Sandra mit ihrer schwarzen Familie. | Quelle: YouTube.com/Our Life
WAS LANGE WÄHRT
Ihre Verwandten lebten in der Nähe ihrer Wohnung, und sie lud sie oft zu Familientreffen, zu sich ein, bei denen alle Gefühle der Verbundenheit und Liebe verspürten. Doch in Sandras Herz gab es noch immer Löcher und eine tiefe Sehnsucht nach ihrer weißen Familie.
Sie war am Boden zerstört, als sie herausfand, dass ihr Vater 1988 verstorben war, ohne sie noch einmal zu sehen. Sie wusste auch nicht, wo ihre Mutter sich aufhielt, bis sie sie mithilfe eines Journalisten der Johannesburg Sunday Times aufspüren konnte.

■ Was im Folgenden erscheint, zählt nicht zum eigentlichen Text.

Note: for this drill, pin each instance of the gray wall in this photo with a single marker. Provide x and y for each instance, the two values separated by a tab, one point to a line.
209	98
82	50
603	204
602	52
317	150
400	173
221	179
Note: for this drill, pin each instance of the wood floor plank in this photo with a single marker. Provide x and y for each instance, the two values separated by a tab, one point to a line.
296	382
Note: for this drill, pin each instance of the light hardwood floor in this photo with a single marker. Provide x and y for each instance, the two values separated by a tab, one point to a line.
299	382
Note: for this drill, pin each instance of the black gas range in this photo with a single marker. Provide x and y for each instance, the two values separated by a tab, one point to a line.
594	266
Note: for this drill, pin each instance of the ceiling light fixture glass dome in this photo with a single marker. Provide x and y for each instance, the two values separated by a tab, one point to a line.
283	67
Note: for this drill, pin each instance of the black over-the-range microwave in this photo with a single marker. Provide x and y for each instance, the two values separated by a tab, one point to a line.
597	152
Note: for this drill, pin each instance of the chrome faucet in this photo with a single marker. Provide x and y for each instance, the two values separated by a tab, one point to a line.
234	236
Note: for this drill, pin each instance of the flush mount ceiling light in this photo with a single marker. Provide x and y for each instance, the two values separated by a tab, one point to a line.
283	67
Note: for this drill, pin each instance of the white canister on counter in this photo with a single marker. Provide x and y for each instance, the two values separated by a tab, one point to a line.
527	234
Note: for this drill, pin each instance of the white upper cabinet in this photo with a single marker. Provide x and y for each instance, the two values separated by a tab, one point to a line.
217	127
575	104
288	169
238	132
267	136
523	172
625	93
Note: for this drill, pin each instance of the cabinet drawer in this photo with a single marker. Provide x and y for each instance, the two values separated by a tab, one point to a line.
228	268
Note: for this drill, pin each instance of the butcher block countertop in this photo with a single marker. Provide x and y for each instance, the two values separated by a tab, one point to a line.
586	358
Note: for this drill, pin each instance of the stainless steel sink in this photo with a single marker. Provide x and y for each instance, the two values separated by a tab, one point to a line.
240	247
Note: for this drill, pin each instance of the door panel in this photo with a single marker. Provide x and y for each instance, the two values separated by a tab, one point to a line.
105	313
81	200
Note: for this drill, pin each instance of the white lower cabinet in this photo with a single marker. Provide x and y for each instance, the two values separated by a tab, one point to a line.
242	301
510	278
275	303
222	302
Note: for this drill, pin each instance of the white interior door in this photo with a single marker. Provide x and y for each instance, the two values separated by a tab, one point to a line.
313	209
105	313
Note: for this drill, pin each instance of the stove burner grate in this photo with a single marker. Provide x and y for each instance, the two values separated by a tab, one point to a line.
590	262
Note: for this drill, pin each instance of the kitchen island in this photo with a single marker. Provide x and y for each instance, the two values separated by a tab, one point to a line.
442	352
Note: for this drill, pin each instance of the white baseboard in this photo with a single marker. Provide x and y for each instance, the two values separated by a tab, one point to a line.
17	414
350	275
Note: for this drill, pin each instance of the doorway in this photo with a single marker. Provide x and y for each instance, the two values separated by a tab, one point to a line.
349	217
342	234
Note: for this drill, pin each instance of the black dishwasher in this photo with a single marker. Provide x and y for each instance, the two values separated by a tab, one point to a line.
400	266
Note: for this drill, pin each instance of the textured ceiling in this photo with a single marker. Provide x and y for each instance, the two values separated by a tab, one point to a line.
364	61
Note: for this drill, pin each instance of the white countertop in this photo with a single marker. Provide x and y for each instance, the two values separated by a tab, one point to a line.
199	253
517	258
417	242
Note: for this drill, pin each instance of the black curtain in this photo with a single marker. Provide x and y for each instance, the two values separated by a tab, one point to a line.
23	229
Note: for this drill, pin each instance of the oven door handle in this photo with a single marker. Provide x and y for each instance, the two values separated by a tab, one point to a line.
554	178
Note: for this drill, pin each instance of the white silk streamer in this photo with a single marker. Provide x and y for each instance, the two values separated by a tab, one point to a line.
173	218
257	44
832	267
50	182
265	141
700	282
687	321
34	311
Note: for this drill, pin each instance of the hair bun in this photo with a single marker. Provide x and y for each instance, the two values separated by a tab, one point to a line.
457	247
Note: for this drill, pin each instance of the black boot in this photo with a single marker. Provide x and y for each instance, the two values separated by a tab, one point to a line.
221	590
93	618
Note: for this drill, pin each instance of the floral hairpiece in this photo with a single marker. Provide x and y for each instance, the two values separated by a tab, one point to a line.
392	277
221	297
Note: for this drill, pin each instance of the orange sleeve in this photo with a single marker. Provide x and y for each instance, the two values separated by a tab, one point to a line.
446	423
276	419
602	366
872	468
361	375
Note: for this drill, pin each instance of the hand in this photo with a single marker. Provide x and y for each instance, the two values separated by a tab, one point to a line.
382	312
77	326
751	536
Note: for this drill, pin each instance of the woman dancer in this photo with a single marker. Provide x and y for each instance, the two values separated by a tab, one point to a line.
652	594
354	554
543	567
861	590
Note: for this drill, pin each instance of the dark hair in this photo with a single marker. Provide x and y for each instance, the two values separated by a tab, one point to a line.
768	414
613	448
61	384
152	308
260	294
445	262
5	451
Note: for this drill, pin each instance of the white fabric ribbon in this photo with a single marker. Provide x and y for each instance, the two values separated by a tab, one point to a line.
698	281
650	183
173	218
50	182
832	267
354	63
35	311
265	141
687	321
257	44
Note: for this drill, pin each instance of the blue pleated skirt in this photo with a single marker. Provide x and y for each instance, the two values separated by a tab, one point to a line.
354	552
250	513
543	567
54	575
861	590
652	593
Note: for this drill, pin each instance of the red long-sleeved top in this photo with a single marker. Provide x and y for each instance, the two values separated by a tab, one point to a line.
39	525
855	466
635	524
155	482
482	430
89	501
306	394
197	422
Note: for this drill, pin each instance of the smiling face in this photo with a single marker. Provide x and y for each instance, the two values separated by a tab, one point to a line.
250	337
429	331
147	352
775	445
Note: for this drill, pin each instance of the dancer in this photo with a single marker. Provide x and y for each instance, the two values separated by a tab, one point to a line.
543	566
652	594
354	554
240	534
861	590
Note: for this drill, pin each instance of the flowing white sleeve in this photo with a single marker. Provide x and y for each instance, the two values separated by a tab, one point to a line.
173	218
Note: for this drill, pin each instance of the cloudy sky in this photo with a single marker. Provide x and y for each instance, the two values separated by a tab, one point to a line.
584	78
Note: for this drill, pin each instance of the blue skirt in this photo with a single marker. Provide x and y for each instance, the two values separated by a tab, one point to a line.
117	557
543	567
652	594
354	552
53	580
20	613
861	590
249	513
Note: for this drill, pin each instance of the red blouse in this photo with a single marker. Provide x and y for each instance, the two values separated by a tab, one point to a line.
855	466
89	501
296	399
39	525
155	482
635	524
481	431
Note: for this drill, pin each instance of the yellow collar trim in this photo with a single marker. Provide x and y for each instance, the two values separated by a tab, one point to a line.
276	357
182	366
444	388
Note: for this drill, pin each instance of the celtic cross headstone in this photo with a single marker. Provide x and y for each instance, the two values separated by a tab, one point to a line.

In 2000, beinahe 30 Jahre später, konnte Sandra ihre Mutter in einem Altenheim in Pretoria endlich wieder in die Arme schließen. "Ich fürchtete, sie könne noch immer sauer auf mich sein Aber Ma sah auf und ich erkannte sofort, dass sie mich noch immer liebte", erzählte Sandra.
DIE TEILE ZUSAMMENSETZEN
Sannie lernte Sandras schwarze Familie kennen und freute sich, ihre Tochter nach so langer Zeit wiederzusehen. Trotzdem weigerten sich ihre Brüder, sie zu treffen, und verheimlichten Sannies Tod absichtlich vor ihr. Mit gebrochenem Herzen sagte Sandra:
"Er [Leon] sagte, dass meine Mutter und mein Vater, nachdem ich von zu Hause weggegangen war, nie wieder glücklich gewesen seien. Ich hätte mich entschieden, nicht ihre Schwester zu sein, und ich müsse das ernten, was ich gesät habe."
Die Apartheid endete 1994, und seitdem hat Südafrika einen langen Weg zurückgelegt, um Menschen unterschiedlicher Rassen und Hautfarben gegenüber offen und tolerant zu werden. Heute lebt Sandra als nationale Ikone und hat als eine einzigartige schwarze Frau ihren Platz in der Welt gefunden.